Studierende mit wenig akademischer Handlungskompetenz
Solange auf Ziel studiert wird, solange wird es keine echte Entwicklung der individuellen Handlungskompetenzen geben. Auf Ziel zu studieren, bedeutet, sich durch den Studienplan zu klicken, einem Roboter ähnlich eine Aufgabe nach der andern abzuarbeiten, und alles Lästige dazwischen an die KI zu delegieren. Motto: Schreibe mir eine Gliederung für eine wissenschaftliche Fallaufgabe, Projektarbeit, Masterthesis etc..
Glauben Sie wirklich, dass diese Art des Lernens innovative, kreative und fest auf fachlichem Fundament stehende Absolventen hervorbringt? Ich glaube das schon lange nicht mehr, denn die Realität lehrt mich eines Besseren.

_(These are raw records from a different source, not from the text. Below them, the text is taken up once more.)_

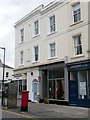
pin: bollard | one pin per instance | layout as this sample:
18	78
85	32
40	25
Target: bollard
24	102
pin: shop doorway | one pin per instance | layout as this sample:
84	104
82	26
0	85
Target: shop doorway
73	92
35	89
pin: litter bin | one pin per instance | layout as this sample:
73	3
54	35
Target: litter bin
24	100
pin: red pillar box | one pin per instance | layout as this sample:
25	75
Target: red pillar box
24	102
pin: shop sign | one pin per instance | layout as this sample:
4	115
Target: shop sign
79	66
82	89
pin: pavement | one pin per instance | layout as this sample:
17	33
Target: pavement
42	110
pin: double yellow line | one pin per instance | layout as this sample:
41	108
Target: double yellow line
19	114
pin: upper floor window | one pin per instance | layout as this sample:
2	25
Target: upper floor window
22	35
36	27
77	45
36	53
21	58
76	12
52	24
52	50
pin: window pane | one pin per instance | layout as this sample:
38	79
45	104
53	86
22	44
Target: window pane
82	84
36	53
21	57
76	12
52	50
52	23
36	25
22	35
77	45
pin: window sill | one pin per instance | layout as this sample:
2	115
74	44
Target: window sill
51	33
36	35
76	23
77	56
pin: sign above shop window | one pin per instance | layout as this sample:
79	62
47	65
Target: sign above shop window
79	66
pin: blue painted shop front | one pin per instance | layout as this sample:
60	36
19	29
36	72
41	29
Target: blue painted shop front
79	83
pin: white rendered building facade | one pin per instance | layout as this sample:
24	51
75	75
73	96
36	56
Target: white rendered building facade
51	43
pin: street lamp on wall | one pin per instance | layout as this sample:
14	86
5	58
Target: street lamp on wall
3	87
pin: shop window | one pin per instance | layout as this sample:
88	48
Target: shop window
58	73
20	87
82	84
73	75
56	89
24	85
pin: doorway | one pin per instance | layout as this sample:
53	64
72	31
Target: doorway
35	89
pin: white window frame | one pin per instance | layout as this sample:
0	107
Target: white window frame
37	28
77	39
21	58
76	7
22	35
52	25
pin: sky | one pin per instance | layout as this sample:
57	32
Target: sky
10	12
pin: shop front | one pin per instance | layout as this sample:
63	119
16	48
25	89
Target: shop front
52	82
79	83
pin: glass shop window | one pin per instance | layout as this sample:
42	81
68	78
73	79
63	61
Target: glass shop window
82	85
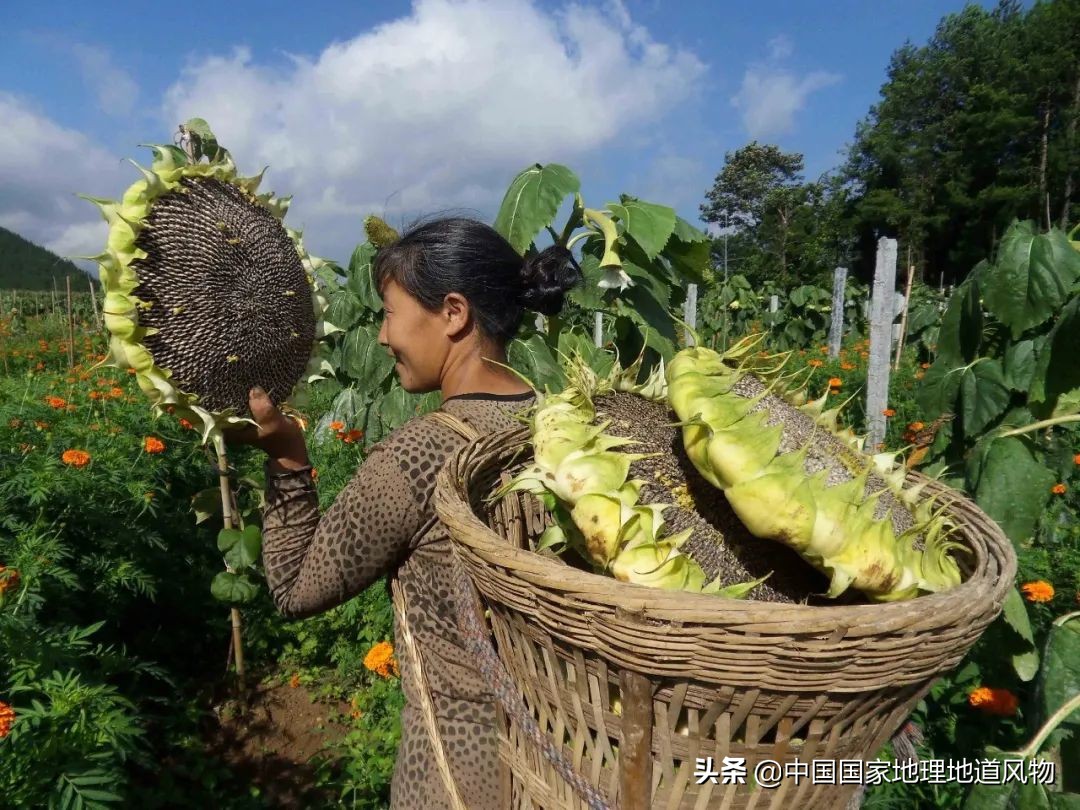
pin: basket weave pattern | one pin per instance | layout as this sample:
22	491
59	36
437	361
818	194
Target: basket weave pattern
727	677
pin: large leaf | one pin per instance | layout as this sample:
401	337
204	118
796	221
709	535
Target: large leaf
534	359
961	329
1012	487
650	226
345	309
1057	370
361	281
364	359
984	395
233	589
1025	660
1031	278
1060	679
531	202
240	549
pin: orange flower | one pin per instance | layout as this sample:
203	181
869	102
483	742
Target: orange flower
1038	591
380	659
7	719
9	579
994	701
76	458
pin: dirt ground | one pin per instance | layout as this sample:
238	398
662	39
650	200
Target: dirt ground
272	741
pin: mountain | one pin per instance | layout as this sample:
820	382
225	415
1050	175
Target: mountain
27	266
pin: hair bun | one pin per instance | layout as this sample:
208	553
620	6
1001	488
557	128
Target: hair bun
547	278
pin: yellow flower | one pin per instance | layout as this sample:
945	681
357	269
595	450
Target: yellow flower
1038	591
380	659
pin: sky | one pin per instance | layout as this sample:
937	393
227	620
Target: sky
407	109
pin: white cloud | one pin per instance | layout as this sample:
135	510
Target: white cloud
771	94
436	109
117	91
42	167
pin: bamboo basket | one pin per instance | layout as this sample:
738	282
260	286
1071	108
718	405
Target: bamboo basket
697	676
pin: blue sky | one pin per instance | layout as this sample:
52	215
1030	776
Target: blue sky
403	109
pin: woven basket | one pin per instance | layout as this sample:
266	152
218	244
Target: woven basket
698	676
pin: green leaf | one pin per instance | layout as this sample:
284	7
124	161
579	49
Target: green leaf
360	279
206	503
1013	487
939	389
1031	278
534	359
1060	678
233	589
532	201
363	359
343	309
1056	372
1020	365
650	226
1025	662
961	329
984	395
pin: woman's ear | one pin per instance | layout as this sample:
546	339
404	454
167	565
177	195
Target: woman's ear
457	313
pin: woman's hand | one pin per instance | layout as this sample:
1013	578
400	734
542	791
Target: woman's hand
278	435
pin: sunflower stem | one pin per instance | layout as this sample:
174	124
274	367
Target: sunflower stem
227	518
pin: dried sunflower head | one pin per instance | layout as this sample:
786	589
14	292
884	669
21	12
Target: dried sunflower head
206	293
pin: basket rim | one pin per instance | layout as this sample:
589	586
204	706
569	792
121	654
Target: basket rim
994	567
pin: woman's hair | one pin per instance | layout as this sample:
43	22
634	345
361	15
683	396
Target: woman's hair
459	255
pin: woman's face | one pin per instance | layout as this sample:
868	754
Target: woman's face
416	337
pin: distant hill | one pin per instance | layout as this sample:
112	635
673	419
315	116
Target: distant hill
27	266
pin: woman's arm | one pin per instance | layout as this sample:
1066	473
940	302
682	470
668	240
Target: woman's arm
313	563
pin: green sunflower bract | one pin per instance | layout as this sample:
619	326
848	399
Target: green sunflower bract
207	294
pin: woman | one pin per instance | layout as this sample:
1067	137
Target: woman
454	294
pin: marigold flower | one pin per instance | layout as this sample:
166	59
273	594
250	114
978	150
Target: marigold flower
1038	591
9	579
76	458
380	659
994	701
7	719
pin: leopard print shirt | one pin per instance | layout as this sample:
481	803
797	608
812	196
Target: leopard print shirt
383	523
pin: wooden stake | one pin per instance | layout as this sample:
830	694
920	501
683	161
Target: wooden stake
67	279
903	318
227	517
882	314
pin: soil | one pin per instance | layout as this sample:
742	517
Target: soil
272	742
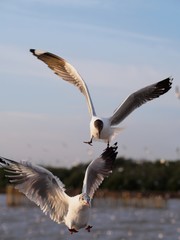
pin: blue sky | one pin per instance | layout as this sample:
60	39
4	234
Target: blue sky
117	46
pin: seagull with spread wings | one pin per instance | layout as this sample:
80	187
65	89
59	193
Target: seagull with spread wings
48	192
103	128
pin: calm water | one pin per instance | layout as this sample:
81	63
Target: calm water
109	223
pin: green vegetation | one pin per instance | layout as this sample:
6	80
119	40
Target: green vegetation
128	175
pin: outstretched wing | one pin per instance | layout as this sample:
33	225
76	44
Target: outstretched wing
138	98
98	169
40	186
67	72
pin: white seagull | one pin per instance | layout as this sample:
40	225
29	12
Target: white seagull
48	192
177	92
102	128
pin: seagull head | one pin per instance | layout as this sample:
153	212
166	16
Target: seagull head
85	199
98	124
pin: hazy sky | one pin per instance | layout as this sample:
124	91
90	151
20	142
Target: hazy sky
117	46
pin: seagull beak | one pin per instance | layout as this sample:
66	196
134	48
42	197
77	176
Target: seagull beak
87	203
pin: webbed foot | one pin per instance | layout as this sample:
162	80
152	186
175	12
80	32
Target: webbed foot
89	142
88	228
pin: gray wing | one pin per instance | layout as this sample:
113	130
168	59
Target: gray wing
98	169
67	72
40	186
138	98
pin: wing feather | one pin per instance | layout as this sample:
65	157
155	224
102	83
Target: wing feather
40	186
138	98
67	72
98	169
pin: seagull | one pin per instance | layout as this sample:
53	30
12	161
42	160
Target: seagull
48	192
102	128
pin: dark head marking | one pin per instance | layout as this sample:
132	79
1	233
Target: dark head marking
99	125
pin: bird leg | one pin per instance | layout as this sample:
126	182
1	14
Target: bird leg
88	228
72	230
90	142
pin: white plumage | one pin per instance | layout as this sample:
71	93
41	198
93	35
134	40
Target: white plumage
48	192
103	128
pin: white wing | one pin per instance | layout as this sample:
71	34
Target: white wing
67	72
138	98
40	186
98	169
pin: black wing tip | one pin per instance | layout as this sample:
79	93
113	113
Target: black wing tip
165	84
32	50
2	161
110	151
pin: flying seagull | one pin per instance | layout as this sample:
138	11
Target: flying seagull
102	128
177	92
48	192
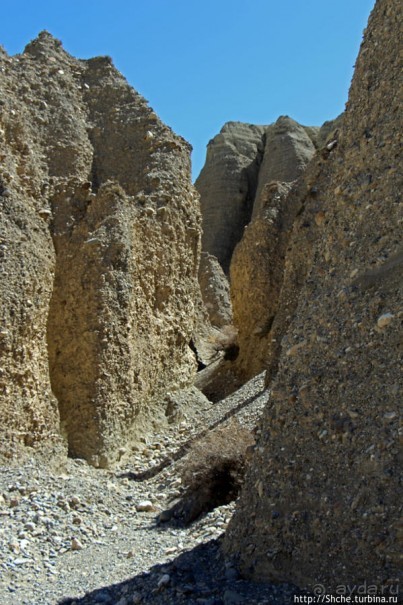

Studierende können keine einzige Position ihres zuvor abgegebenen Textes unter Zuhilfenahme des Fachwortschatzes zitieren, geschweige denn erläutern. Das beweist, dass sie sich nie und nimmer in die Thematik des Moduls vertieft haben. Sie haben nur gelesen (geblättert), geklickt, gepromptet. Verstanden haben sie nichts.
Der Grund dahinter: Sie haben nie die Gelegenheit erhalten, Handlungskompetenz zu entwickeln. Sie kamen auch nie ins Handeln, weil akademisches Handeln aus Schreiben, Forschen, Lesen, Durchführen und Auswerten von Empirie besteht.
In Zeiten, in denen sogar Forschungsinterviews mit KI erstellt werden, und die Studierenden sich dabei keiner Schuld bewusst sind, besteht die Gefahr, dass sich das Hochschulwesen ad absurdum führt.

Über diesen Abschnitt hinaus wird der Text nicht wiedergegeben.